Acht Parlamentarier von links bis rechts sitzen in Bankräten – eine heikle Doppelrolle
«Sauunangenehm» sei es in diesen Tagen, SVP-Nationalrat und Bankrat der Zürcher Kantonalbank (ZKB) gleichzeitig zu sein, sagt Hans Kaufmann. Die Rede ist vom Tauziehen um den Steuerdeal mit den USA. Kaufmanns Fall ist exemplarisch für die heikle Doppelrolle, in der sich neben ihm sieben weitere Parlamentarier befinden. Auch die Ständeräte Claude Janiak (SP/BL) und Luc Recordon (Grüne/VD) sowie die Nationalräte Markus Lehmann (CVP/BS), Ruth Humbel (CVP/AG), Fulvio Pelli (FDP/TI), und Sebastian Frehner (SVP/BS) sitzen in den Aufsichtsgremien von Kantonalbanken.
Loyalitätskonflikt
Der resultierende Loyalitätskonflikt ist beträchtlich: Der Politiker Kaufmann muss die politisch brisante wie heikle Frage beantworten, ob sich die Schweiz im Steuerstreit mit Washington dem Diktat der Amerikaner beugen und ein Spezialgesetz im Rekordtempo innert einer Session abwinken soll. Dagegen sträubt sich jede Faser des rechten Bankenspezialisten.
Der Bankrat Kaufmann jedoch muss als Erstes an die Zukunft der ZKB denken und fungiert damit als verlängerter Arm seiner Kantonalbank. Da er erst im Oktober 2011 zum Gremium stiess, muss er sich anders als beispielsweise die Nationalräte Frehner und Lehmann zwar nicht den Vorwurf gefallen lassen, die Akquisition unversteuerter US-Vermögen sei direkt unter seinen Augen geschehen. Aber er kann nicht einfach ignorieren, dass die ZKB ein existenzielles Interesse an einer möglichst raschen Zustimmung des Parlaments zum Steuerdeal hat.

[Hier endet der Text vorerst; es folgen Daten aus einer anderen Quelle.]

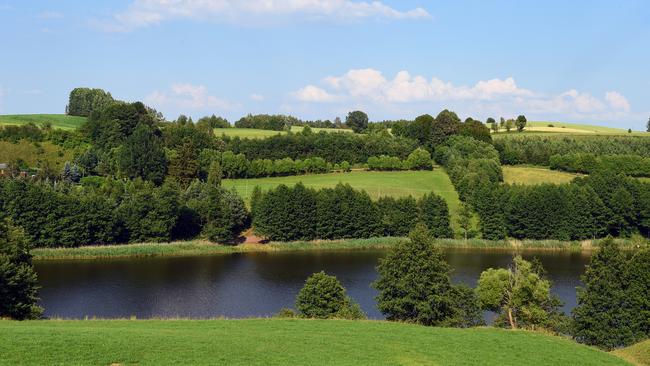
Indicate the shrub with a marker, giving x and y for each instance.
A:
(324, 297)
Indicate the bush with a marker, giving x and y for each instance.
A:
(324, 297)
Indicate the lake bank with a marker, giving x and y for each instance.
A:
(199, 248)
(281, 342)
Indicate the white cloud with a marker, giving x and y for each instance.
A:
(142, 13)
(49, 15)
(184, 96)
(370, 88)
(617, 100)
(257, 97)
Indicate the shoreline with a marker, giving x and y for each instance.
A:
(201, 248)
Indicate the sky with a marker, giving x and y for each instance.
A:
(571, 61)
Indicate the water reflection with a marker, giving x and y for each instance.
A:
(244, 285)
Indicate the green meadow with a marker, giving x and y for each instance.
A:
(280, 342)
(62, 121)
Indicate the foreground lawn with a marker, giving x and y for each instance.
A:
(57, 120)
(535, 175)
(257, 134)
(377, 184)
(280, 342)
(638, 354)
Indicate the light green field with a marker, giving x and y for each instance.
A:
(34, 154)
(541, 128)
(638, 354)
(61, 121)
(256, 134)
(280, 342)
(377, 184)
(530, 175)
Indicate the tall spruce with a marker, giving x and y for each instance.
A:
(602, 317)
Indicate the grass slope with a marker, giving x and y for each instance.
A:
(638, 354)
(377, 184)
(62, 121)
(561, 128)
(256, 134)
(530, 175)
(280, 342)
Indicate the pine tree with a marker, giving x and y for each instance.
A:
(602, 318)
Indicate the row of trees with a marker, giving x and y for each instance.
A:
(300, 213)
(586, 163)
(537, 150)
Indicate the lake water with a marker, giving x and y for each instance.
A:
(247, 285)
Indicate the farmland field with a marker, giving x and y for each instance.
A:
(256, 133)
(57, 120)
(377, 184)
(530, 175)
(280, 342)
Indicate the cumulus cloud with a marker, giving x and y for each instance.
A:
(257, 97)
(142, 13)
(184, 96)
(500, 96)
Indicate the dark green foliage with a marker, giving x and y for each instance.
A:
(538, 150)
(357, 121)
(324, 297)
(18, 281)
(333, 147)
(143, 155)
(586, 163)
(266, 122)
(602, 318)
(414, 286)
(84, 101)
(475, 129)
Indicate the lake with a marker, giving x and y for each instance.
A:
(247, 284)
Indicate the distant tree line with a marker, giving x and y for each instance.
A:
(537, 150)
(300, 213)
(586, 163)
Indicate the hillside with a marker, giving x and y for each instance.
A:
(638, 354)
(62, 121)
(281, 342)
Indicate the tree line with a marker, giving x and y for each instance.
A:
(587, 163)
(300, 213)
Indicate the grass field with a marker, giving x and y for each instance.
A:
(530, 175)
(541, 128)
(377, 184)
(255, 133)
(638, 354)
(34, 153)
(57, 120)
(280, 342)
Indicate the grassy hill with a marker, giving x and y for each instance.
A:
(62, 121)
(280, 342)
(256, 134)
(559, 128)
(638, 354)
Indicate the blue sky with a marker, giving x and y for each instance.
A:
(577, 61)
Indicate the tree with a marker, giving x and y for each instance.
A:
(83, 101)
(414, 286)
(324, 297)
(602, 318)
(519, 294)
(520, 123)
(357, 121)
(509, 124)
(143, 155)
(184, 166)
(465, 218)
(18, 281)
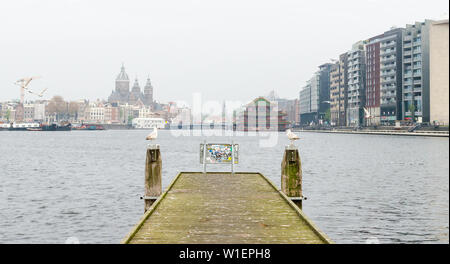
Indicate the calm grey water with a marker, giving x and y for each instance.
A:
(86, 184)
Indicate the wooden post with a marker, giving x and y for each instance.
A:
(153, 186)
(291, 175)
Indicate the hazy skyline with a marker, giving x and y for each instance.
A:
(226, 50)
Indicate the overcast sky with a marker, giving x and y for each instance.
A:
(233, 50)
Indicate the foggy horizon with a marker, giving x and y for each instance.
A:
(223, 50)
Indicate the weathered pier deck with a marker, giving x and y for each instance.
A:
(224, 208)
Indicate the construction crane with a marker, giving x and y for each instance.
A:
(23, 84)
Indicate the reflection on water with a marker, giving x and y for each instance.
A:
(85, 185)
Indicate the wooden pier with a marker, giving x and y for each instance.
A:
(225, 208)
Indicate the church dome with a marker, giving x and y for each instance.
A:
(136, 88)
(123, 76)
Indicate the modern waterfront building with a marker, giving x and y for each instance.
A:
(439, 81)
(384, 77)
(391, 76)
(338, 91)
(324, 91)
(356, 95)
(147, 123)
(309, 100)
(260, 115)
(315, 97)
(416, 72)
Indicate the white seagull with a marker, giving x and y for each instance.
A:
(292, 137)
(367, 114)
(153, 135)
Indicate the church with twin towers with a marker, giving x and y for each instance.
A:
(123, 95)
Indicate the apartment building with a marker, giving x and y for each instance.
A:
(384, 78)
(356, 74)
(309, 100)
(416, 72)
(439, 81)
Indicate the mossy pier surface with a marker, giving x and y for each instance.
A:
(224, 208)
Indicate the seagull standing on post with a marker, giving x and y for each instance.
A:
(292, 137)
(153, 135)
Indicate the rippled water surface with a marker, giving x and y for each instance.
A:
(87, 184)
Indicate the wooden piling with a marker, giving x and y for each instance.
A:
(291, 175)
(153, 182)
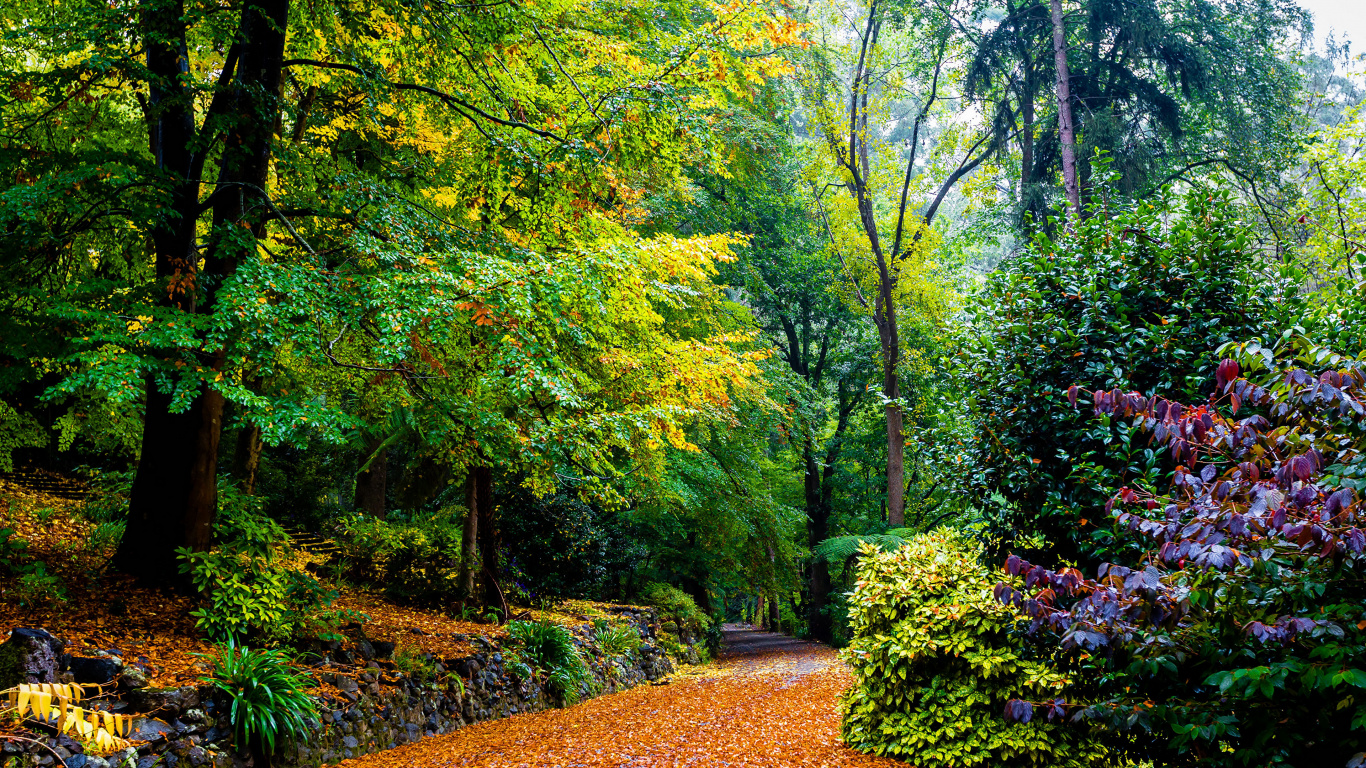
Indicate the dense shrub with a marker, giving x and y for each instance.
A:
(249, 584)
(562, 547)
(549, 648)
(1239, 636)
(676, 607)
(1135, 298)
(936, 659)
(415, 562)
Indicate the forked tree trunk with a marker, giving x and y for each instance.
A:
(174, 495)
(1066, 129)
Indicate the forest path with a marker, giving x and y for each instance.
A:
(769, 701)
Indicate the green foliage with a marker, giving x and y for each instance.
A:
(840, 548)
(36, 588)
(936, 659)
(676, 606)
(1238, 634)
(268, 701)
(551, 649)
(414, 663)
(1137, 298)
(249, 586)
(414, 562)
(616, 640)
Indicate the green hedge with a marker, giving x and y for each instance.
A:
(935, 663)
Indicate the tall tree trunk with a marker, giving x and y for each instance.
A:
(489, 543)
(175, 491)
(892, 392)
(167, 509)
(1066, 129)
(817, 530)
(467, 541)
(372, 483)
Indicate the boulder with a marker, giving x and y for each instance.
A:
(30, 656)
(100, 670)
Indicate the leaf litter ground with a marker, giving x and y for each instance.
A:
(772, 701)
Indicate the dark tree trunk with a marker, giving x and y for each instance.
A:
(470, 537)
(1066, 129)
(175, 491)
(246, 458)
(165, 509)
(817, 530)
(489, 541)
(372, 483)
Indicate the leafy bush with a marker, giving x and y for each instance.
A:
(1135, 298)
(249, 585)
(549, 648)
(616, 640)
(676, 606)
(418, 562)
(267, 697)
(935, 662)
(37, 588)
(1238, 636)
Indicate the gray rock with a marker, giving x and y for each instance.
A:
(30, 656)
(100, 670)
(150, 730)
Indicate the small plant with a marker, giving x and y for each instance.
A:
(55, 705)
(38, 589)
(414, 663)
(267, 697)
(616, 640)
(551, 648)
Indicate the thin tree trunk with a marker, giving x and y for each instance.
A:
(372, 483)
(246, 458)
(489, 543)
(467, 543)
(1066, 129)
(817, 530)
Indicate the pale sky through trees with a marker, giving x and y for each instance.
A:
(1342, 17)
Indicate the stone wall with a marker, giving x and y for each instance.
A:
(379, 705)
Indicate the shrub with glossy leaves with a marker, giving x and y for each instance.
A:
(1138, 297)
(1238, 637)
(936, 660)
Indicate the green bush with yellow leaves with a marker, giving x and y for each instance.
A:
(936, 660)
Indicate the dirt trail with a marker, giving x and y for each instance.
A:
(771, 701)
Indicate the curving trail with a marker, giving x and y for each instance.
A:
(771, 703)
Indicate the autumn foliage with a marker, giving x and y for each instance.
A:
(1246, 607)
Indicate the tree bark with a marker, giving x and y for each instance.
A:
(174, 495)
(246, 458)
(167, 509)
(489, 541)
(372, 483)
(1066, 129)
(467, 541)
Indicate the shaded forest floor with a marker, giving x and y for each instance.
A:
(769, 701)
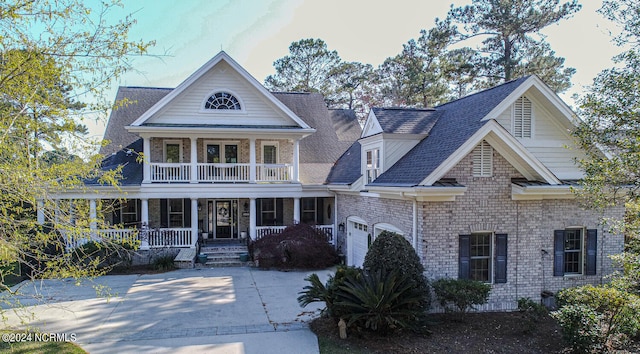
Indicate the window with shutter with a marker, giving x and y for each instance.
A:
(575, 252)
(522, 118)
(483, 160)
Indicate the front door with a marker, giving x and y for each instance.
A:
(223, 216)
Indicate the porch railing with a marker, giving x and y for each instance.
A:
(223, 172)
(173, 237)
(327, 230)
(220, 172)
(170, 172)
(151, 238)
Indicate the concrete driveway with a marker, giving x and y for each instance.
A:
(217, 310)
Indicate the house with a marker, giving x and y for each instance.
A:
(218, 158)
(480, 186)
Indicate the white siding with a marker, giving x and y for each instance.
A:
(551, 143)
(187, 108)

Sonst kann es schnell sehr unangenehm werden: Die Gerüchte halten sich hartnäckig, dass die USA die ZKB als eines von mehreren Instituten sofort einklagen würden, wenn das Parlament in der laufenden Session keinen Entscheid fällt. Gefährdet ist angeblich auch die Basler Kantonalbank, gegen die in den USA ebenfalls bereits seit einiger Zeit ein Verfahren läuft.
Kaufmann ist hin- und hergerissen: «Es ist nicht klar, welche Variante klüger ist, und ob es Alternativen gibt. Am liebsten würde ich mich enthalten.» Diesen Ausweg hat er in diesem Fall nicht: Bei der Abstimmung zum Steuerdeal-Gesetz ist ein qualifiziertes Mehr notwendig. Jede Enthaltung zählt gleich wie eine Nein-Stimme. Vorläufig will er sich daher nicht in die Karten blicken lassen.
Wie Kaufmann gibt eine Mehrheit der sieben anderen betroffenen Parlamentarier an, sich noch keine abschliessende Meinung gebildet zu haben. Eine Ausnahme bildet der Basler CVP-Nationalrat Lehmann: «Ich werde Ja stimmen. Es ist keine schöne Lösung, aber wir sitzen am kürzeren Hebel als die USA, und es ist wichtig für unsere Banken, dass sie endlich einen Schlussstrich ziehen können.» Er hoffe, sein Bankratskollege und SVP-Nationalrat Frehner werde am Ende doch noch zustimmen. SP-Ständerat Janiak sagt: «Ich habe mich noch nicht festgelegt. Für meine Meinungsbildung wird es entscheidend sein, was der Kanton und die Führung der Kantonalbank sagen.»
Kantonalbanken machen Druck
Klar ist: Der Druck auf die politisierenden Bankräte wächst. Urs Müller, Präsident des Verbands der Schweizerischen Kantonalbanken, platzierte gestern in der «Neuen Zürcher Zeitung» eine klare Ansage: «Da die Politik eine gewisse Mitverantwortung für die prekäre Situation der Schweizer Banken trägt, soll sie nun auch Verantwortung übernehmen und den Banken eine geordnete und tragbare Bereinigung der Altlasten ermöglichen. Deshalb erwarten die Kantonalbanken vom Parlament, dass der vorliegende Gesetzesentwurf angenommen wird.»